In the days leading up to the outing I read up on the Mystery Towers a bit more. The laconic final paragraph of the area’s Mountain Project description maybe should have warned me: Expect mud or dry mud, advanced and innovative aid, including but not limited to: bat hooks, ring angle claws, beaks and peckers, fishhooks, bugaboos, warthogs, ice axe tosses, dwarf tosses, and general lassoing skills. Enjoy! I chuckle as I read through the beta and think to myself those timeless, famous last words: “How bad can it be…”
A few days later I am sitting on one of Eddie the Van's rails at the Fisher Towers Parking lot, a PBR cracked open, monitoring the approaching cloud of dust that marks Paul’s arrival. The campground is full, the weather forecast looks dismal, Jeremy won’t be showing up for at least another 24 hours, and Paul announces that the objective he wants to go after is a formation called Gothic Nightmare; he thinks that there’s new route potential there. For reference, the Mountain Project description of Gothic Nightmare reads …from the south it looks like a long haired hippie who stuck their finger in a light socket and from the west it looks like a bad, bad tower.
Turns out that not only the climbing is dicey; the approach is a bit on the tricky side as well, particularly if you decide to ignore the obvious trail and instead scramble up the decomposing, steep and exposed flanks of the wash that leads into the Mysteries; or if you stubbornly complete a - beer - supply run through flash flood territory in the middle of a rather substantial downpour (thankfully both beer and porter completed the journey mostly unharmed).
In the end, the weekend comes together as a grand adventure with lots of laughter, improbable placements and new friendships - as well as wonderful inspiration for my own aid and big wall ambitions.
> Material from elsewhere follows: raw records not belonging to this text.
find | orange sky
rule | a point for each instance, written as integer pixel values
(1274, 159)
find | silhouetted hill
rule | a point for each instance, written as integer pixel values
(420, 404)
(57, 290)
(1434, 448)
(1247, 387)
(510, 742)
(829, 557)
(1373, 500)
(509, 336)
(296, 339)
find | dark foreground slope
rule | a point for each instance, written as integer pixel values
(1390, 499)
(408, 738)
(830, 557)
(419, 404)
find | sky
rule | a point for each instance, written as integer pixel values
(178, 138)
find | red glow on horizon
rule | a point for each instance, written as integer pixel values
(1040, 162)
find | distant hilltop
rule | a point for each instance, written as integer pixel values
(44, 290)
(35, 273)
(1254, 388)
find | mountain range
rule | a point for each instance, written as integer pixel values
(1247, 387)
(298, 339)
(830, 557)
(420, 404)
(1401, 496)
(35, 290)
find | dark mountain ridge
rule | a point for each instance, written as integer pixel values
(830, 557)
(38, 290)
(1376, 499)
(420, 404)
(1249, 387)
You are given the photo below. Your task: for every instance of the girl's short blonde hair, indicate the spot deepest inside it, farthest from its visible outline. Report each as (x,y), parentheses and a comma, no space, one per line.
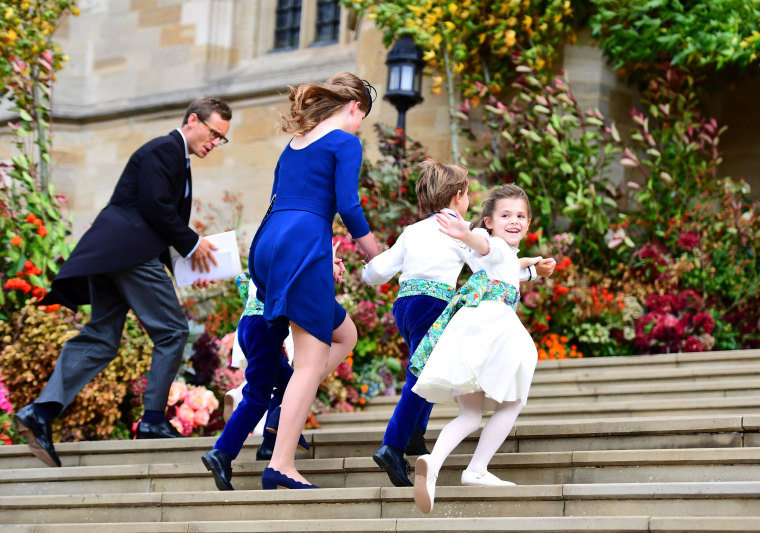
(311,103)
(438,184)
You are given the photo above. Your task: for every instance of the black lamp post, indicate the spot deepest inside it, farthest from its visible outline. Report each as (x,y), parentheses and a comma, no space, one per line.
(404,86)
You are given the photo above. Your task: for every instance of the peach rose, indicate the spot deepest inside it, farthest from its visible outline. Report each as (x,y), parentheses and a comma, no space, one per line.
(176,393)
(186,414)
(201,418)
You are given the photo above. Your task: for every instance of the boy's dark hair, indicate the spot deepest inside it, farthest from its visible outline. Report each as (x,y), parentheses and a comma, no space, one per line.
(204,106)
(438,184)
(509,190)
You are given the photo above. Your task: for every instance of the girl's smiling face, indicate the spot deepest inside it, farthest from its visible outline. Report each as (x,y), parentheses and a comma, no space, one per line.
(510,220)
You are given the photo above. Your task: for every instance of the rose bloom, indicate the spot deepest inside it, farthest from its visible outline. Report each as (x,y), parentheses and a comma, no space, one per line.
(176,393)
(186,414)
(201,418)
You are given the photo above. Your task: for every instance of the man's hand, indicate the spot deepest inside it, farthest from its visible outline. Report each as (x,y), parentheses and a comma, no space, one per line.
(203,254)
(545,267)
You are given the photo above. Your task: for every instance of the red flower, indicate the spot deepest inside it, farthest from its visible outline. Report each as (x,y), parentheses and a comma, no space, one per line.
(688,241)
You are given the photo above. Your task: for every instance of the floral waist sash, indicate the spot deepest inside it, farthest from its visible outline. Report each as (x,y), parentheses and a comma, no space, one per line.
(426,287)
(253,306)
(477,289)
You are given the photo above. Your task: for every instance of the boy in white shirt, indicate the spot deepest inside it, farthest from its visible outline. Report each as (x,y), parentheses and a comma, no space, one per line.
(430,263)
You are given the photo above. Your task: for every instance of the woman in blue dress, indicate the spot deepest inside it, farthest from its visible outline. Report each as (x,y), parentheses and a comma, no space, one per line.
(291,255)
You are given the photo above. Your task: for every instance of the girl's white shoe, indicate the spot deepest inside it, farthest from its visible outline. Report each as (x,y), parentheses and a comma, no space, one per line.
(424,484)
(483,478)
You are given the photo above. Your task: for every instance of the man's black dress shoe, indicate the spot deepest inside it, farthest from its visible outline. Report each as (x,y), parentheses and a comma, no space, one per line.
(416,445)
(391,459)
(265,450)
(220,464)
(162,430)
(36,430)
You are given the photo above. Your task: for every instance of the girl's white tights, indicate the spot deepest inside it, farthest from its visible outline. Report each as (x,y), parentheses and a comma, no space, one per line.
(494,433)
Lessons learned:
- Caked mud is an actual thing. It can be climbed.
- You can never carry in enough beer. You might assume a supply of two thirty packs for 36hrs is enough for three people, but really - think again.
- If you stash supplies because you keep returning to the same project over and over for a number of months, your cache may get looted in-sesason. If you stash supplies and forget about them, they’ll likely still be there seven (!!) years later… nice work, Jeremy.
- Fireworks are essential equipment any time you’re sleeping on the wall.
- You may think ice axe tosses are a joke; they’re not. If you don’t believe me, get your hands on a copy of Eric Bjornstad’s Desert Rock III and take a look at the beta for Wondermonger VI 5.9R A3 on Atlas. The jury is still out on dwarf tosses.
- Don’t trust any Paul Gagner route that’s said to go at A1+ 5.9+.
- Bounce-testing is so last year. Just ease onto it.
No rock was harmed in the making of this climb, as Paul and Jeremy didn’t like thediscontinuity of features on their potential new lines and instead decided to repeat a 650ft A4 route called Nightmare on Onion Creek. As for myself… I went from the Mysteries straight to Zion to try my hands at a bit of ultra-classic C2 5.7 big wall soloing, decided that bounce-testing was overrated, and promptly went for a massive ride a few hundred feet off the deck that sent me back to Moab with my tail between my legs to rest up for another go at the route. Aid climbers sure know how to have fun!